'I had to RUN to my Mac mini like I was defusing a bomb': OpenClaw AI chose to 'speedrun' deleting Meta AI safety director's inbox due to a 'rookie error'

themachinestops@lemmy.dbzer0.com · edit-2 2 days ago

'I had to RUN to my Mac mini like I was defusing a bomb': OpenClaw AI chose to 'speedrun' deleting Meta AI safety director's inbox due to a 'rookie error'

PointyFluff@lemmy.ml · 1 day ago

First of all. BULLSHIT. Second. why would you give a bot write-access to your filesystem.

rumba@lemmy.zip · 1 day ago

The idea is you give it shell access. Say use super coder agent bob johnson to write a thing that does x using this [framework], separate files by best practice for x y and z features, ask security agent OSO to look over the code and suggest changes, ask agent U.N.I.T to make unit tests, when the code looks good, run through the unit tests. If anything fails keep fixing and iterating until every thing passes. Create a README.MD for everything that was done, Create a TODO.MD for any future suggestions.

I’m simplifying, but this actually works to an extent. Each of the agents keep the context windows small, the whole thing stays sane and eventually nets some project that works. The downside is you end up giving it quite a bit of leeway to get the job done or you sit over it watching and authorizing it’s every move.

Kinda strange to see a safety director do that…

Regrettable_incident@lemmy.world · 1 day ago

And execs think we’re going to give these products our bank details and ask them to book flights and stuff. . ?

BanMe@lemmy.world · 1 day ago

Two years ago: “They expect us to rely on this for code that actually compiles?”

So yeah in another year or two what you describe will be common, sure.

OpenClaw is like the insane libertarian cousin of all the AI products tho, it’s bizarre that people are using this in production scenarios considering how it behaves.

lemmydividebyzero@reddthat.com · 2 days ago

They released a version recently that fixed over 60 security vulnerabilities. All of them were high or critical.

How many more are there to find? Thousands?

Whoever uses this on a PC with anything useful on it, is absolutely insane.

TonyTonyChopper@mander.xyz · 1 day ago

Thousands

Since LLMs are a black box there are an unlimited number of security vulnerabilities

BreadstickNinja@lemmy.world · 1 day ago

The idea that they’ve already deployed this in production is absolutely insane.

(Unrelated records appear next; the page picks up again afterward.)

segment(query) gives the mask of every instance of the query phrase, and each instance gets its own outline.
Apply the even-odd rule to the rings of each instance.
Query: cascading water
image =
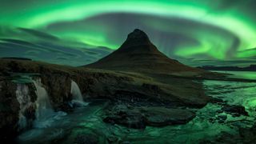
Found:
[[[30,102],[30,97],[29,95],[29,88],[26,84],[17,84],[16,98],[19,102],[20,107],[18,114],[18,126],[21,130],[26,128],[27,126],[27,120],[24,116],[24,113],[26,110],[32,105],[32,102]]]
[[[70,93],[73,96],[73,100],[71,101],[71,106],[87,106],[87,102],[84,102],[82,95],[81,94],[81,90],[78,84],[71,80],[71,89]]]
[[[73,95],[74,99],[83,102],[83,98],[82,98],[79,86],[73,80],[71,80],[71,90],[70,90],[70,93]]]
[[[41,78],[33,81],[36,87],[36,94],[38,99],[36,101],[36,120],[34,122],[35,127],[48,127],[51,123],[58,119],[60,116],[66,114],[62,111],[54,112],[51,107],[49,96],[46,89],[42,86]]]

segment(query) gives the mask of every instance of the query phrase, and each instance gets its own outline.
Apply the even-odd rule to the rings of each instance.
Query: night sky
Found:
[[[254,0],[0,0],[0,57],[97,61],[138,28],[190,66],[256,64]]]

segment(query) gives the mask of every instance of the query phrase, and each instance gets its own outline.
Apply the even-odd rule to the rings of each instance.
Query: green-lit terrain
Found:
[[[255,7],[0,0],[0,142],[255,143]]]

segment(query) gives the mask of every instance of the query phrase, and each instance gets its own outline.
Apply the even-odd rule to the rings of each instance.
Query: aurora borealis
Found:
[[[256,63],[254,0],[0,2],[0,57],[87,64],[139,28],[188,65]]]

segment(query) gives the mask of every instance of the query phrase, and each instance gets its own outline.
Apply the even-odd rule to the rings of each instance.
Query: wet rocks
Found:
[[[195,114],[187,110],[166,109],[165,107],[142,108],[147,126],[165,126],[185,124],[195,117]]]
[[[222,110],[231,114],[234,117],[239,117],[241,115],[248,116],[248,112],[246,111],[245,107],[242,106],[224,105],[222,108]]]
[[[185,124],[194,117],[195,114],[187,110],[167,109],[162,106],[134,108],[122,106],[119,110],[115,108],[112,111],[109,110],[103,121],[129,128],[145,129],[146,126],[165,126]]]
[[[91,134],[78,134],[75,138],[74,143],[77,144],[97,144],[98,140],[96,135]]]

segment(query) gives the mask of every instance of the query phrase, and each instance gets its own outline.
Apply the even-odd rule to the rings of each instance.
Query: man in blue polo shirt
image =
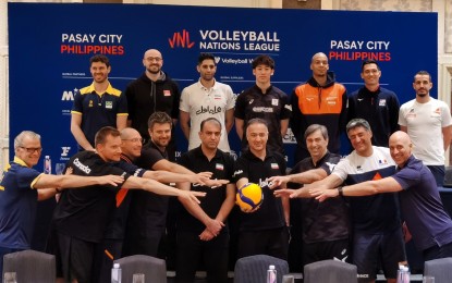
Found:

Echo Dot@feddit.uk · 2 days ago

Yep that’s about the level of intelligence I would expect from Meta’s AI safety director.

Doing the one thing that you’re never supposed to do, letting an AI loose on anything sensitive.

For her next trick she’s going to run while holding scissors in one hand and a bottle of boiling acid in the other. What could go wrong.

LastYearsIrritant@sopuli.xyz · 2 days ago

I love how these models apologize like they mean it. It doesn’t mean it. It doesn’t feel bad, and it will do it again.

Apologies mean “I made a mistake and I learned from it so it won’t repeat.”

Sure it claims it added more notes to it’s config, but if it ignored the rules before, what makes you think that new rules are going to change anything?

cv_octavio@piefed.ca · 19 hours ago

It doesn’t even want to ignore the rules. It doesn’t want anything. Just some math didn’t work out and a thing happened that wasn’t supposed to. It will absolutely happen again if it maths that way again too.

panda_abyss@lemmy.ca · 2 days ago

But it’s adding it to a text file that eats up a ton of tokens and routinely gets ignored!

BrianTheeBiscuiteer@lemmy.world · 2 days ago

That MEMORY. md file won’t do shit if the AI doesn’t read it.

I give it 2 hours before it stops reading it until prompted again.

bleistift2@sopuli.xyz · 2 days ago

Apologies mean “I made a mistake and I learned from it so it won’t repeat.”

I beg to differ. An apology means that you feel bad about harm inflicted upon others. To prove the point: You apologize when you’re late due to circumstances that are outside of your control. Or when you accidentally bump into someone on the bus when the driver slams the break.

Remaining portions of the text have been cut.